Optimize performance with Armv9 hardware features

Run ERNIE-4.5 Mixture of Experts model on Armv9 with llama.cpp

Log an issue

Fork and edit

Discuss on Discord

Run ERNIE-4.5 Mixture of Experts model on Armv9 with llama.cpp

Accelerate ERNIE-4.5 with Armv9 optimizations

In previous sections, you learned how MoE enables large model deployment on CPUs, and how to observe inference behavior with ERNIE-4.5. You’ll now optimize performance using Armv9 architecture features and benchmark the improvements.

This section shows how to benchmark performance under two scenarios: with and without Armv9 vector instruction optimizations.

You compare a baseline using a regular CPU build against an optimized version that’s an Armv9-specific build with SVE, i8mm, and dotprod instructions enabled.

To establish baseline performance, first compile llama.cpp without Armv9 optimizations.

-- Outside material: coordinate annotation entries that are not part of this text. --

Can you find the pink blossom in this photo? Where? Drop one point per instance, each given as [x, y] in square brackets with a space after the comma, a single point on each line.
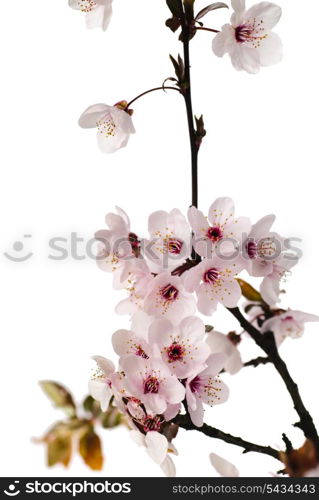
[151, 381]
[168, 298]
[220, 343]
[182, 348]
[98, 12]
[288, 324]
[214, 282]
[118, 247]
[249, 39]
[221, 230]
[222, 466]
[126, 342]
[206, 387]
[113, 123]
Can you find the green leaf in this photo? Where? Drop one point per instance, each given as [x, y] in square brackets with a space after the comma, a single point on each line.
[249, 292]
[173, 23]
[209, 8]
[60, 396]
[90, 449]
[189, 10]
[59, 450]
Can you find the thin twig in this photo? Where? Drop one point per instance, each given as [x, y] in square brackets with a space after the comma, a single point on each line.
[149, 91]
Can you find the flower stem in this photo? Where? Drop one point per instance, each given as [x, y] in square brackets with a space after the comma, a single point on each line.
[189, 107]
[267, 343]
[206, 29]
[185, 422]
[148, 92]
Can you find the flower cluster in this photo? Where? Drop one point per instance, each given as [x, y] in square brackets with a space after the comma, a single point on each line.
[168, 360]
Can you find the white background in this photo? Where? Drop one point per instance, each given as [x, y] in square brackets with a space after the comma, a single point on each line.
[261, 149]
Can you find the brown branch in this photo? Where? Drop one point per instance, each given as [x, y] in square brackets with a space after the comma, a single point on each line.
[267, 343]
[185, 422]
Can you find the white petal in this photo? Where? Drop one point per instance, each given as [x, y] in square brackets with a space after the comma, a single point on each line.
[238, 5]
[222, 466]
[138, 438]
[157, 446]
[197, 415]
[221, 211]
[245, 59]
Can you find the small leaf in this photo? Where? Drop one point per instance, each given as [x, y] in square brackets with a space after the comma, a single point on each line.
[59, 450]
[249, 292]
[174, 6]
[213, 6]
[60, 396]
[208, 328]
[189, 10]
[90, 450]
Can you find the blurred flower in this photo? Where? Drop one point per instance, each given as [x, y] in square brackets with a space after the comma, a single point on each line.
[114, 125]
[98, 12]
[214, 281]
[206, 387]
[249, 40]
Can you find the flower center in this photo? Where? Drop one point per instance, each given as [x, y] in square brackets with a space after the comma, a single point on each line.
[251, 32]
[86, 5]
[174, 246]
[152, 423]
[175, 352]
[195, 384]
[139, 351]
[211, 276]
[169, 293]
[252, 249]
[215, 233]
[151, 385]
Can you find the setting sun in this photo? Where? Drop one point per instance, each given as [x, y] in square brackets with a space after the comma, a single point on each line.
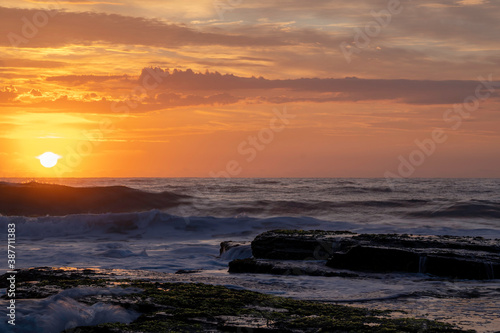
[48, 159]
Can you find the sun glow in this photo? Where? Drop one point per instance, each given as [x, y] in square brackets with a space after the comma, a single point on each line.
[49, 159]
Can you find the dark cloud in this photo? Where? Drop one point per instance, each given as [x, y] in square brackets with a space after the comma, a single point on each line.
[346, 89]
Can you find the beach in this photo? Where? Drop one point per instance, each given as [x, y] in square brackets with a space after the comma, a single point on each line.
[185, 237]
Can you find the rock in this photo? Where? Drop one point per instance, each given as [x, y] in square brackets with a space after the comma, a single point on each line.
[153, 306]
[297, 244]
[230, 250]
[446, 256]
[291, 267]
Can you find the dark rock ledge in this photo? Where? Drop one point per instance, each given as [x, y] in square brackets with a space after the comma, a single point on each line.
[196, 307]
[329, 251]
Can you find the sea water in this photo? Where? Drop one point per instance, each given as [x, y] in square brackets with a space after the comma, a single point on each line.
[187, 237]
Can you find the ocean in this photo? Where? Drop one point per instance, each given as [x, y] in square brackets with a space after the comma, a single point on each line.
[187, 236]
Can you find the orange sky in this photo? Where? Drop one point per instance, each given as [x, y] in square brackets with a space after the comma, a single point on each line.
[250, 88]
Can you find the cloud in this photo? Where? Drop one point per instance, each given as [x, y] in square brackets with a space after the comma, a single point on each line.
[64, 28]
[81, 79]
[346, 89]
[7, 94]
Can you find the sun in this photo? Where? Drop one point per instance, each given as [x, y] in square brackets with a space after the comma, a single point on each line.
[48, 159]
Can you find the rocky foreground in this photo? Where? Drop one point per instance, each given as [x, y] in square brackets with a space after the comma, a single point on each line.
[107, 302]
[128, 305]
[343, 253]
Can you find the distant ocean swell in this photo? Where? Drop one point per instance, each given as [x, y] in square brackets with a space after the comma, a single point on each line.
[36, 199]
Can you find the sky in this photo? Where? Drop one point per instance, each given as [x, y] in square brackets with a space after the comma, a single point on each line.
[238, 88]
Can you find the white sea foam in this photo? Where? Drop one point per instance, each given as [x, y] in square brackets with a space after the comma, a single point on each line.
[64, 311]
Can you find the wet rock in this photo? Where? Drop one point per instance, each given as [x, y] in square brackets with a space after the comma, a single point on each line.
[292, 267]
[445, 256]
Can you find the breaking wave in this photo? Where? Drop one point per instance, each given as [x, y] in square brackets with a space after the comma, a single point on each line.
[38, 199]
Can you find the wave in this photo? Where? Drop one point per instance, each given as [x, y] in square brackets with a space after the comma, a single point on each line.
[284, 207]
[157, 224]
[38, 199]
[473, 208]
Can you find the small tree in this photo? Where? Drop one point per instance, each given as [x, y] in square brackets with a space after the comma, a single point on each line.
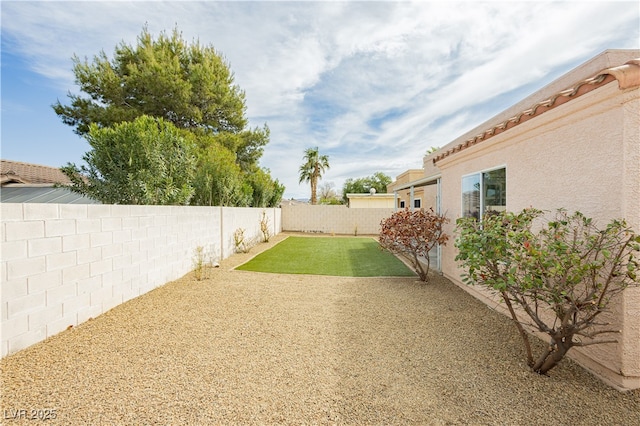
[413, 234]
[264, 227]
[146, 161]
[563, 275]
[312, 169]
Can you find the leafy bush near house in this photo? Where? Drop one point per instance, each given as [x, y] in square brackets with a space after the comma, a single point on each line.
[412, 234]
[562, 273]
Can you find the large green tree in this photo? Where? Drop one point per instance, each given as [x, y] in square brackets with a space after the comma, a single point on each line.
[188, 85]
[312, 168]
[377, 181]
[146, 161]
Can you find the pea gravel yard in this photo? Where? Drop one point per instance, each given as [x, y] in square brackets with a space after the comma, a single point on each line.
[256, 348]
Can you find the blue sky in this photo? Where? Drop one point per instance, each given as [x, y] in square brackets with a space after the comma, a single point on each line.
[374, 85]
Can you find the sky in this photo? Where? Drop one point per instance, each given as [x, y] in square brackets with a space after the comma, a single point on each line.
[373, 85]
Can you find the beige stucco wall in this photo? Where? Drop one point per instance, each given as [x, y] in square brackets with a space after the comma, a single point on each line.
[583, 155]
[333, 219]
[366, 201]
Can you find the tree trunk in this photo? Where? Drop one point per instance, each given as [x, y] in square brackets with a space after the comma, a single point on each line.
[521, 330]
[552, 356]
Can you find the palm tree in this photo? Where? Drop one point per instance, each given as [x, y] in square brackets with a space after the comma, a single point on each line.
[312, 169]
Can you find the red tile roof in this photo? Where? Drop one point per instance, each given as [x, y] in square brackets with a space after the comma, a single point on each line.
[627, 75]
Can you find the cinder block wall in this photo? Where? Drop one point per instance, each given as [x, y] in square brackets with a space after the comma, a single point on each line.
[63, 264]
[333, 219]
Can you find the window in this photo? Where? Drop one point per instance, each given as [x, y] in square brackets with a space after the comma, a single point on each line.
[484, 193]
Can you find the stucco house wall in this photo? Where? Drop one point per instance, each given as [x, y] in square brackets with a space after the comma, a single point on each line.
[581, 155]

Disable llama.cpp Armv9 optimizations

This step builds llama.cpp without Armv9 vector features to establish a baseline.

    

        
        
cd $HOME/llama.cpp
mkdir build_v9_off && cd build_v9_off
cmake \
  -DLLAMA_CURL=OFF \
  -DGGML_LLAMAFILE=OFF \
  -DGGML_VULKAN=OFF \
  -DBUILD_SHARED_LIBS=OFF \
  -DCMAKE_SYSTEM_PROCESSOR=arm64 \
  -DCMAKE_OSX_ARCHITECTURES=arm64 \
  -DGGML_NATIVE=OFF \
  -DGGML_AVX=off \
  -DGGML_AVX2=off \
  -DGGML_AVX512=off \
  -DGGML_FMA=off \
  -DGGML_F16C=off \
  -DGGML_CPU_KLEIDIAI=OFF \
  ..
make -j$(nproc)

Run the benchmark in the build_v9_off directory:

    

        
        
./bin/llama-bench -m $HOME/models/ernie-4.5/ERNIE-4.5-21B-A3B-Thinking-Q4_0.gguf -pg 128,128 -t 8

The output is similar to:

model	size	params	backend	threads	test	t/s
ernie4_5-moe 21B.A3B Q4_0	11.64 GiB	21.83 B	CPU	8	pp512	14.96 ± 0.01
ernie4_5-moe 21B.A3B Q4_0	11.64 GiB	21.83 B	CPU	8	tg128	12.03 ± 0.02
ernie4_5-moe 21B.A3B Q4_0	11.64 GiB	21.83 B	CPU	8	pp128+tg128	13.51 ± 0.03

With the baseline captured, recompile with Armv9 vector extensions enabled.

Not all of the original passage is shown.